I'm no big fan of Bezos, because he's really just another Smith in Democratic clothing. He's cheap, anti-union, and viciously competitive, and he has Fredward on the ropes. Nobody wants to "pay" for FedEx delivery when they can get it "free" through Amazon Prime. Bezos is making his money on the product, not the delivery, and he's rapidly removing UPS, FedEx, and the USPS from the equation, thereby further controlling the narrative and the delivery industry paradigm, which is essentially being rewritten.

Fred has a fleet of new Boeings he has to fill or lose his butt. Bezos leases his FLEET and has the flexibility to add or subtract aircraft or vehicles at will. Smart, and a strategy Smith cannot compete with long-term.

Better start looking for another job. You're probably qualified to work at WalMart, but not Amazon because you're a 10-watt bulb. McDonald's manager?
 

59 Dano

I just want to make friends!
He does have warrants to buy a minority stake in Atlas Air and ATSG. Now being that you're so high in Fedex and part of your job is to keep tabs on the latest moves competitors are making there's no reason for you not to know this.
Yes, it is just a warrants position a kind of a stick your toe in the water move but it is an important first step.

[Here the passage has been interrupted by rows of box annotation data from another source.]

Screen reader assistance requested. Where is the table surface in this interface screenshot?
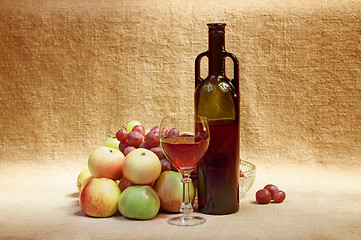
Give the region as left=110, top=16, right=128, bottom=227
left=0, top=164, right=361, bottom=240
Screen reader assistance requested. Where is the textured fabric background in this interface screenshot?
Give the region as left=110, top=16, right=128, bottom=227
left=0, top=0, right=361, bottom=168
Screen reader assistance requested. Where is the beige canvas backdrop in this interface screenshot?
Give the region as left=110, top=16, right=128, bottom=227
left=0, top=0, right=361, bottom=168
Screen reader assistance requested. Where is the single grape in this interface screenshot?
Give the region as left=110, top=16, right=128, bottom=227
left=127, top=131, right=144, bottom=148
left=160, top=158, right=172, bottom=172
left=132, top=125, right=145, bottom=136
left=273, top=190, right=286, bottom=203
left=123, top=146, right=136, bottom=156
left=150, top=125, right=160, bottom=132
left=264, top=184, right=278, bottom=199
left=162, top=126, right=170, bottom=138
left=150, top=147, right=165, bottom=160
left=119, top=141, right=129, bottom=153
left=168, top=128, right=179, bottom=137
left=256, top=188, right=272, bottom=204
left=145, top=128, right=160, bottom=148
left=139, top=142, right=150, bottom=150
left=115, top=128, right=128, bottom=143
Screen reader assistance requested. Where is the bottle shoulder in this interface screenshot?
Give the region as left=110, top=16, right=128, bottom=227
left=195, top=77, right=239, bottom=122
left=196, top=76, right=237, bottom=98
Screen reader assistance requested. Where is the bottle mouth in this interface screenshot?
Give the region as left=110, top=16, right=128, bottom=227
left=207, top=23, right=226, bottom=32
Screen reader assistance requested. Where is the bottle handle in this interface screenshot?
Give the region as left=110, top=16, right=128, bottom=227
left=224, top=51, right=239, bottom=92
left=194, top=51, right=208, bottom=87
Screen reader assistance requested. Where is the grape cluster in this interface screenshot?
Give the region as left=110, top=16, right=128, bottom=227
left=115, top=125, right=172, bottom=172
left=256, top=184, right=286, bottom=204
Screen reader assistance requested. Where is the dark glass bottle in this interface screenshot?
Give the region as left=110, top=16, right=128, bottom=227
left=194, top=23, right=240, bottom=214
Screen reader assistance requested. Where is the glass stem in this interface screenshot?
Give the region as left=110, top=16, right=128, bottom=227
left=180, top=174, right=193, bottom=218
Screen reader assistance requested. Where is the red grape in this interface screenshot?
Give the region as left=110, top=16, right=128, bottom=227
left=256, top=188, right=272, bottom=204
left=160, top=158, right=172, bottom=172
left=139, top=142, right=150, bottom=150
left=150, top=125, right=160, bottom=132
left=132, top=125, right=145, bottom=136
left=150, top=147, right=165, bottom=160
left=162, top=126, right=170, bottom=138
left=145, top=128, right=160, bottom=147
left=127, top=131, right=144, bottom=148
left=168, top=128, right=179, bottom=137
left=119, top=142, right=129, bottom=153
left=115, top=128, right=128, bottom=143
left=123, top=146, right=136, bottom=156
left=264, top=184, right=278, bottom=199
left=273, top=190, right=286, bottom=203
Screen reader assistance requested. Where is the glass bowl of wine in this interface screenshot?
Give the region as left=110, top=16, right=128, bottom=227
left=239, top=160, right=256, bottom=198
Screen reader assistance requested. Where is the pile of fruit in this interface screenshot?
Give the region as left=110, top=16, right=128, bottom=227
left=77, top=121, right=194, bottom=220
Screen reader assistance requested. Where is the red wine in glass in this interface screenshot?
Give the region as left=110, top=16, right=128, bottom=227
left=160, top=114, right=209, bottom=226
left=162, top=135, right=209, bottom=171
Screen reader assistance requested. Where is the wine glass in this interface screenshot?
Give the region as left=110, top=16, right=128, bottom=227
left=159, top=114, right=209, bottom=226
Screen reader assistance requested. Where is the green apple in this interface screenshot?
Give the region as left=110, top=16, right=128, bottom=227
left=144, top=128, right=150, bottom=135
left=123, top=148, right=162, bottom=184
left=118, top=185, right=160, bottom=220
left=154, top=171, right=195, bottom=212
left=105, top=137, right=120, bottom=150
left=88, top=146, right=125, bottom=180
left=79, top=178, right=120, bottom=217
left=76, top=167, right=94, bottom=192
left=126, top=120, right=142, bottom=132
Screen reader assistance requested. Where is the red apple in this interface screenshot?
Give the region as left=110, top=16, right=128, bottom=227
left=79, top=178, right=120, bottom=217
left=123, top=148, right=162, bottom=185
left=88, top=147, right=125, bottom=180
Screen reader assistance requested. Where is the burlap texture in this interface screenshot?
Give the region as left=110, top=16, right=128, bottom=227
left=0, top=0, right=361, bottom=240
left=0, top=0, right=361, bottom=168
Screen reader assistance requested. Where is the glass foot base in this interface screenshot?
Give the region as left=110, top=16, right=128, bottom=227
left=168, top=216, right=206, bottom=226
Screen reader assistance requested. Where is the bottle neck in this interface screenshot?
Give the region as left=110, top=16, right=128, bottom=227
left=208, top=24, right=225, bottom=76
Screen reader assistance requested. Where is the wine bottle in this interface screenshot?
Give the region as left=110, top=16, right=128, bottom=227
left=194, top=23, right=240, bottom=214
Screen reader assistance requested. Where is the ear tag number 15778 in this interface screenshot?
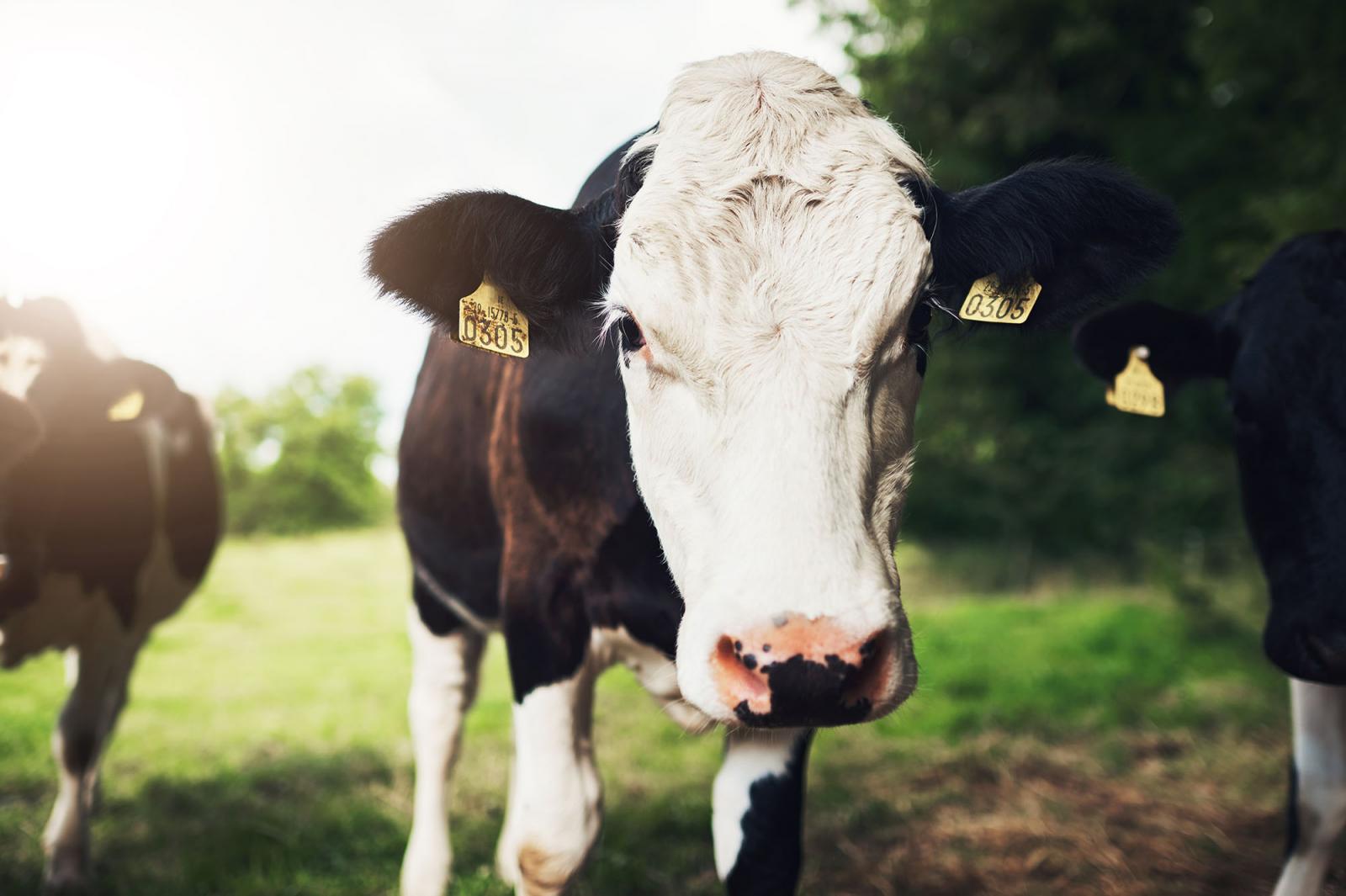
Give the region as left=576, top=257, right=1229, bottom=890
left=958, top=274, right=1041, bottom=324
left=1105, top=346, right=1164, bottom=417
left=458, top=280, right=527, bottom=358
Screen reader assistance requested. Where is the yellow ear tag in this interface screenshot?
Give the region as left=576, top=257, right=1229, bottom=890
left=958, top=274, right=1041, bottom=323
left=108, top=389, right=146, bottom=422
left=1105, top=346, right=1164, bottom=417
left=458, top=280, right=527, bottom=358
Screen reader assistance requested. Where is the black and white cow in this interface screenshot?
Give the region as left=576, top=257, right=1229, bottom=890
left=368, top=52, right=1176, bottom=896
left=1075, top=230, right=1346, bottom=896
left=0, top=299, right=220, bottom=888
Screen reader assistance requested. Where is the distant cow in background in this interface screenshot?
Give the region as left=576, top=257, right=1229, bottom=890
left=0, top=299, right=220, bottom=888
left=1075, top=230, right=1346, bottom=896
left=370, top=52, right=1176, bottom=896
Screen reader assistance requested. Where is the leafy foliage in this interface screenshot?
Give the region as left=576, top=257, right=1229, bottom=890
left=821, top=0, right=1346, bottom=557
left=215, top=368, right=390, bottom=533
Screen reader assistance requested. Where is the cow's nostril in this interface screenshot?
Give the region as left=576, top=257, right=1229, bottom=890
left=711, top=616, right=897, bottom=725
left=711, top=635, right=770, bottom=712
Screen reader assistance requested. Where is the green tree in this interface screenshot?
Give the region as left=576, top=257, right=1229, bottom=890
left=215, top=368, right=390, bottom=533
left=821, top=0, right=1346, bottom=555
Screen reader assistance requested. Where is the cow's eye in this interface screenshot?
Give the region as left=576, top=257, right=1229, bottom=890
left=617, top=315, right=644, bottom=351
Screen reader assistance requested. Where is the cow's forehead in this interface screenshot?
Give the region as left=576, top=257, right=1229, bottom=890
left=610, top=54, right=929, bottom=357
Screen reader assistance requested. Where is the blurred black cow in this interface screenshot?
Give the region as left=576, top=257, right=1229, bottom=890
left=0, top=299, right=220, bottom=888
left=1075, top=230, right=1346, bottom=896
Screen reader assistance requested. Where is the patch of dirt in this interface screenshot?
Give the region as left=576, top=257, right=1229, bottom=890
left=803, top=734, right=1346, bottom=896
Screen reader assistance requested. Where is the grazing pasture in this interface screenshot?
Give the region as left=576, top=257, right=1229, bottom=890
left=0, top=528, right=1342, bottom=896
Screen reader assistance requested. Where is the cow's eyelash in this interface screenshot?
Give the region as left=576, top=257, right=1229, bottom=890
left=617, top=312, right=644, bottom=351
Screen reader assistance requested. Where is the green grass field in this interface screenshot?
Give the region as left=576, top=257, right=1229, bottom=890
left=0, top=530, right=1324, bottom=896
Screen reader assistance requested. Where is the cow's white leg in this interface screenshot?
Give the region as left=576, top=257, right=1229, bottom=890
left=711, top=729, right=813, bottom=896
left=401, top=607, right=486, bottom=896
left=1274, top=678, right=1346, bottom=896
left=495, top=658, right=603, bottom=896
left=42, top=638, right=140, bottom=889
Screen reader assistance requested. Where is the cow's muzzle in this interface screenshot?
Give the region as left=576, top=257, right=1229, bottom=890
left=711, top=613, right=915, bottom=728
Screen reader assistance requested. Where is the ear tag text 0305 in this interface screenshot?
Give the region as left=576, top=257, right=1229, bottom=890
left=958, top=274, right=1041, bottom=324
left=108, top=389, right=146, bottom=422
left=1106, top=346, right=1164, bottom=417
left=458, top=280, right=527, bottom=358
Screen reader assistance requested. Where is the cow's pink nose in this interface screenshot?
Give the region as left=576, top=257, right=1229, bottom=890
left=711, top=613, right=897, bottom=727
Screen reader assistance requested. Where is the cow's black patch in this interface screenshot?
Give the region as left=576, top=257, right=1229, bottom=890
left=734, top=655, right=872, bottom=728
left=0, top=353, right=220, bottom=628
left=1074, top=230, right=1346, bottom=685
left=902, top=159, right=1179, bottom=327
left=505, top=564, right=591, bottom=703
left=724, top=730, right=813, bottom=896
left=412, top=565, right=463, bottom=638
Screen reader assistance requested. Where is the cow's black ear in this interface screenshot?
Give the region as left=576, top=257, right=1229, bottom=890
left=0, top=391, right=43, bottom=474
left=917, top=159, right=1179, bottom=328
left=368, top=193, right=614, bottom=347
left=1074, top=301, right=1233, bottom=389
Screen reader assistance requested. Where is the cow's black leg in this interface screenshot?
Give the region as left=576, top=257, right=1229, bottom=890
left=42, top=633, right=141, bottom=889
left=712, top=729, right=813, bottom=896
left=401, top=581, right=486, bottom=896
left=1274, top=680, right=1346, bottom=896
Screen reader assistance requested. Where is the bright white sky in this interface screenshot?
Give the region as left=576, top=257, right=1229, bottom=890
left=0, top=0, right=845, bottom=446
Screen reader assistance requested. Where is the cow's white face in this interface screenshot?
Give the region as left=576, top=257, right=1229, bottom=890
left=606, top=59, right=929, bottom=718
left=0, top=334, right=47, bottom=398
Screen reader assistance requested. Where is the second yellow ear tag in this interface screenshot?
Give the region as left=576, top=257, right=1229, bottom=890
left=1105, top=346, right=1164, bottom=417
left=958, top=274, right=1041, bottom=323
left=458, top=280, right=527, bottom=358
left=108, top=389, right=146, bottom=422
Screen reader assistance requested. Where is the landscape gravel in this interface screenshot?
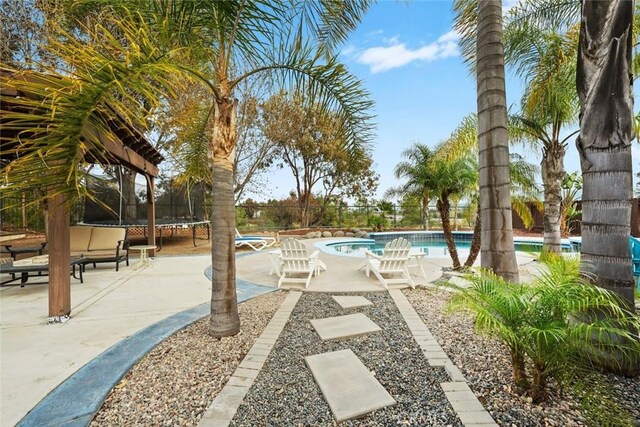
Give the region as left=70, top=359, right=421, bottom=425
left=91, top=291, right=286, bottom=426
left=404, top=289, right=640, bottom=426
left=231, top=292, right=462, bottom=426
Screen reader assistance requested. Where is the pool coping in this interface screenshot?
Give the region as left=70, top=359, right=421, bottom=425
left=16, top=253, right=277, bottom=427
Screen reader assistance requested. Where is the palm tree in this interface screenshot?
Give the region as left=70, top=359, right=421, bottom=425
left=387, top=143, right=435, bottom=230
left=476, top=0, right=518, bottom=283
left=3, top=4, right=372, bottom=337
left=577, top=0, right=635, bottom=310
left=505, top=24, right=578, bottom=253
left=433, top=114, right=540, bottom=268
left=427, top=157, right=478, bottom=270
left=85, top=0, right=372, bottom=337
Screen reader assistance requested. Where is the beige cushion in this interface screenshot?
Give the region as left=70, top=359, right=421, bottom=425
left=84, top=248, right=117, bottom=259
left=69, top=226, right=93, bottom=252
left=89, top=227, right=127, bottom=251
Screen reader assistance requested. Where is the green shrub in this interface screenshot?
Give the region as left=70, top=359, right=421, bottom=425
left=446, top=254, right=640, bottom=424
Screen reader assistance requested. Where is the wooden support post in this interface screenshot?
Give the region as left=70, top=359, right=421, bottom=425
left=145, top=175, right=156, bottom=257
left=47, top=195, right=71, bottom=321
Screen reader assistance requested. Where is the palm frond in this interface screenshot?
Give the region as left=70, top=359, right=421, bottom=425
left=0, top=10, right=195, bottom=207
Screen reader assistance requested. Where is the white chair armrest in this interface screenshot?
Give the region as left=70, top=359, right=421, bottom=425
left=365, top=251, right=382, bottom=260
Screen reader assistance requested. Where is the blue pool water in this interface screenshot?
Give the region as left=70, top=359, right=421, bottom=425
left=318, top=232, right=574, bottom=257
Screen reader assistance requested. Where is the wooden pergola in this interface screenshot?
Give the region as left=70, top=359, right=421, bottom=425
left=0, top=71, right=164, bottom=321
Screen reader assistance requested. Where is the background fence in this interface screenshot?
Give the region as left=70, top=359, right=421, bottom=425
left=0, top=197, right=474, bottom=232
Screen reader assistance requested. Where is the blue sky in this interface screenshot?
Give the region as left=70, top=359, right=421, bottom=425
left=249, top=0, right=640, bottom=201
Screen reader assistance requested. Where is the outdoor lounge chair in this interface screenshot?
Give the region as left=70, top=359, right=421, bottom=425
left=359, top=237, right=416, bottom=289
left=236, top=228, right=276, bottom=251
left=278, top=239, right=327, bottom=289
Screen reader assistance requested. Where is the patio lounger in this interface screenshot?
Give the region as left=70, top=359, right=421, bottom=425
left=359, top=237, right=416, bottom=289
left=278, top=239, right=327, bottom=289
left=236, top=228, right=276, bottom=251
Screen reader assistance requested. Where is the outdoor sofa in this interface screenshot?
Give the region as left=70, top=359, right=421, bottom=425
left=70, top=226, right=129, bottom=271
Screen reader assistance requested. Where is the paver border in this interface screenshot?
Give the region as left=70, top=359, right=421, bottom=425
left=16, top=279, right=277, bottom=427
left=389, top=289, right=498, bottom=427
left=198, top=291, right=302, bottom=427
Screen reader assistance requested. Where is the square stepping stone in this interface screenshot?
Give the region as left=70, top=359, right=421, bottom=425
left=310, top=313, right=382, bottom=341
left=331, top=295, right=373, bottom=308
left=305, top=349, right=396, bottom=422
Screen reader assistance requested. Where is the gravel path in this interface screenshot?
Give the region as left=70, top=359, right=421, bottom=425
left=404, top=289, right=640, bottom=426
left=91, top=292, right=286, bottom=426
left=232, top=292, right=461, bottom=426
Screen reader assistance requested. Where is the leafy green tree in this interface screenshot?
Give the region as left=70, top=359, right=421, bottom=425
left=387, top=143, right=435, bottom=230
left=577, top=0, right=640, bottom=318
left=433, top=114, right=539, bottom=268
left=3, top=0, right=371, bottom=337
left=505, top=20, right=578, bottom=253
left=448, top=254, right=640, bottom=402
left=427, top=158, right=478, bottom=270
left=262, top=92, right=377, bottom=227
left=104, top=0, right=371, bottom=337
left=561, top=172, right=582, bottom=237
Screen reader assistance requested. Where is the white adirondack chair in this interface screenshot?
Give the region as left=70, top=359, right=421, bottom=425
left=278, top=239, right=327, bottom=289
left=360, top=237, right=416, bottom=289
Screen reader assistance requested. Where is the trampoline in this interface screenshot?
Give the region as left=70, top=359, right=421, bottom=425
left=78, top=219, right=211, bottom=251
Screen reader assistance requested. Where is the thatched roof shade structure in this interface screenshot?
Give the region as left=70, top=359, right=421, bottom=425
left=0, top=70, right=164, bottom=319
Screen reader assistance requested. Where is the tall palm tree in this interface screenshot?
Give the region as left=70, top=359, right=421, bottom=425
left=433, top=114, right=541, bottom=267
left=505, top=24, right=578, bottom=253
left=577, top=0, right=635, bottom=310
left=427, top=157, right=478, bottom=270
left=77, top=0, right=372, bottom=337
left=388, top=143, right=435, bottom=230
left=476, top=0, right=519, bottom=283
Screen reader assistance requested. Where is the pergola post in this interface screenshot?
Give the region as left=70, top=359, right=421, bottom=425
left=145, top=174, right=156, bottom=257
left=47, top=194, right=71, bottom=322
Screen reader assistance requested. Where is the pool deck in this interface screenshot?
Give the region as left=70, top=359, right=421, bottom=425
left=0, top=239, right=537, bottom=425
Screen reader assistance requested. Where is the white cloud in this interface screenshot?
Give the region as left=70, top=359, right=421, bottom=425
left=502, top=0, right=520, bottom=16
left=357, top=31, right=460, bottom=73
left=340, top=44, right=356, bottom=56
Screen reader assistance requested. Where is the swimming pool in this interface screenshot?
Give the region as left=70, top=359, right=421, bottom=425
left=315, top=231, right=573, bottom=258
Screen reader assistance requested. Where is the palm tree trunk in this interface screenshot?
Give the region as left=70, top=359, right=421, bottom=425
left=121, top=167, right=137, bottom=221
left=509, top=348, right=529, bottom=392
left=422, top=197, right=429, bottom=231
left=209, top=97, right=240, bottom=337
left=476, top=0, right=519, bottom=282
left=436, top=195, right=460, bottom=270
left=464, top=205, right=482, bottom=268
left=541, top=140, right=565, bottom=254
left=576, top=0, right=634, bottom=310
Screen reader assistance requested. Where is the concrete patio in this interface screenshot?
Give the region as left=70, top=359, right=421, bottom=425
left=0, top=240, right=535, bottom=425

Like I said, when Bezos makes that commitment, let us know.
 

MrFedEx

Engorged Member
Like I said, when Bezos makes that commitment, let us know.

Bezos is smart not to make that commitment. By leasing, he isn't bound to the high costs of operating half-empty airplanes or selling freight at cut rates to fill them. His fleet is flexible and Fred's is not. Neither is the UPS fleet. Ownership means you eat it when you can't fill your planes.

Bezos will eventually be leasing even more aircraft and increasing his Ground-based vehicle delivery fleet. This is bad news for Uncle Fred, who doesn't have that flexibility and finesse.